Waiting for Lydia is not an uncommon occurrence in our family. Lydia is pretty much my blonde mini-twin. One of the traits that she gets from the Highley side of the family is that she moves at her own speed–most often that speed is “mosey”. That was not the case last night.
Lydia was bustling around, with purpose in her steps as she was picking up and neatly putting away every last toy and book where it belonged. All of the things that her siblings left where they lay to come to the table for dinner. Lydia saw what needed done and worked diligently until it was finished.
Have I mentioned that Lydia is also our resident “messy”? This ties into her deeply creative and artistic nature. She is not one to naturally see order, and organization is not one of her strong suits. Caroline and Ian keep me on my toes and probably know better than I do how to put away our toys and books in their proper place with their Type-A, left-brained leanings.
So, the fact that it was Lydia who was cleaning after everyone else abandoned the task was noteworthy, and I took a moment to thank her for her help and for following through until the job was done. I told her that she was going above and beyond what we expected and we appreciate her effort. She sheepishly grinned and whispered “Thank you.”
Not to be outdone, Caroline immediately piped up, “What about me? I did a good job too, right?”
It’s always present in our lives, isn’t it? We do what is expected, we try to do “good”, but we look around and compare ourselves to those around us and suddenly we wonder if we’re “good enough”. We want the praise that someone else receives, and we compare their extraordinary moments with our moments of adequacy.
Adequacy. We’re hitting the mark. Meeting expectations. We are “good enough”. If everything that we did was extraordinary, it would no longer be extraordinary.

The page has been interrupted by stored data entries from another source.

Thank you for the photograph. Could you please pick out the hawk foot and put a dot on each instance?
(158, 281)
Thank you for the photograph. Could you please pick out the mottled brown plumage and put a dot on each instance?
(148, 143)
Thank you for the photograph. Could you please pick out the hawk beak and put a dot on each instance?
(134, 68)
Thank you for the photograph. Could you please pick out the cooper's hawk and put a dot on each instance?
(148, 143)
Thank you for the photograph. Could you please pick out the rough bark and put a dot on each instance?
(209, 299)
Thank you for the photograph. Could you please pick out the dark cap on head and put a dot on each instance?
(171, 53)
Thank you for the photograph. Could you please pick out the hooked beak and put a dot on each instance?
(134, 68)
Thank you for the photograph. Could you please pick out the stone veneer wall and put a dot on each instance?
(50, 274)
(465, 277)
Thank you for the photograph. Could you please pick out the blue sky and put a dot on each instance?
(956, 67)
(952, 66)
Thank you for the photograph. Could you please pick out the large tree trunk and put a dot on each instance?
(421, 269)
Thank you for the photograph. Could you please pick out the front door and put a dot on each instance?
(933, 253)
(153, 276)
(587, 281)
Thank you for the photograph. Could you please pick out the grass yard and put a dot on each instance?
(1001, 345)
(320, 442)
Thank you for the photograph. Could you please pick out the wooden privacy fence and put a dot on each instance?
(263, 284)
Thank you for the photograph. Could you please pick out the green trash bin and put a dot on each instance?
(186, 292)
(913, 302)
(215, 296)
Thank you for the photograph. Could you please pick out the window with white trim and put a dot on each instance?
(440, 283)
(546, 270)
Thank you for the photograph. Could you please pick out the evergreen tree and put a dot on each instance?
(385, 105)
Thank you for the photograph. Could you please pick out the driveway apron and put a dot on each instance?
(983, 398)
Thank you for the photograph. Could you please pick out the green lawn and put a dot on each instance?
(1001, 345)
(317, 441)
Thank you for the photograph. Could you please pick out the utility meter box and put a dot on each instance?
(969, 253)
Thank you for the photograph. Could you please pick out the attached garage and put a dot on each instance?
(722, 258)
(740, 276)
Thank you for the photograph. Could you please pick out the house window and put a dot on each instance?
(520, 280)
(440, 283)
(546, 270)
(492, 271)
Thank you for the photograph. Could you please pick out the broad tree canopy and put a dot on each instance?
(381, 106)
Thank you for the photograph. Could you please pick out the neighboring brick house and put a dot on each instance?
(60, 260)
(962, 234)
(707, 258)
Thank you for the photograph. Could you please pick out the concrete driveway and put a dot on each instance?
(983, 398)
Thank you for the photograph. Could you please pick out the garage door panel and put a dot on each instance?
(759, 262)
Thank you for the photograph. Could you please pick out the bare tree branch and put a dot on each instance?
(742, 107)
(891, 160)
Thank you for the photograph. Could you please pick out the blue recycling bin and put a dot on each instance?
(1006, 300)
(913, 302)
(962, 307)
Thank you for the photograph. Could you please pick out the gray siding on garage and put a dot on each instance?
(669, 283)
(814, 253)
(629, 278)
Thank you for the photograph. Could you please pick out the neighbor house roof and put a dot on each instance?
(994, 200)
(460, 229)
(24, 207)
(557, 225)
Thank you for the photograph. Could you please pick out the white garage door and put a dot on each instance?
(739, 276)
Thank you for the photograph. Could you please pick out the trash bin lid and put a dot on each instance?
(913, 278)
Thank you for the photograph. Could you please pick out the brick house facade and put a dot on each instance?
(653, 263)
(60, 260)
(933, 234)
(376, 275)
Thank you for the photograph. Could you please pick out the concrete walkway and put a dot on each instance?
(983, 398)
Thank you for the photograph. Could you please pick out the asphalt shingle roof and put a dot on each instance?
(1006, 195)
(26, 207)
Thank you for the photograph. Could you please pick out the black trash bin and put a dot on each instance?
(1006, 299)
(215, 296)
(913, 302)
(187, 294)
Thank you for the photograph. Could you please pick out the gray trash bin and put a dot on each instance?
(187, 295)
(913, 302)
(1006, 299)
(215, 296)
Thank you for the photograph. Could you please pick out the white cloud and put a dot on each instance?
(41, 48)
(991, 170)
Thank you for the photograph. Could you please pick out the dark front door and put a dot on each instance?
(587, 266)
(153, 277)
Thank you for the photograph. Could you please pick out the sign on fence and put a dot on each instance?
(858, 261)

I took a pause to think for a moment how to respond to Caroline, knowing that my response in this moment was worth more than a flippant remark. “Yes, Caroline, you did do a very good job and did exactly what we asked you to do. Lydia went above and beyond and even though we didn’t expect her to get everything cleaned up, she took the initiative to finish the job.”
Somehow it still didn’t seem like “enough” of an answer to her question, but I hope that love and grace will somehow cover over an answer that was adequate, but certainly not extraordinary. I wish that I had the eloquence to speak words of wisdom in everything that I say to my kids, but I just don’t. And I try not to compare my moments of adequacy, such as this, with other moments of extraordinary wisdom that I have heard from Jason as I listen to him speak with one of the kids from time to time, or from other parents who seem to always have just the right words to say–at least when I’m around. Because I know that we’re all just doing the best that we can. And that’s “good enough”.
So, what would you have told Caroline?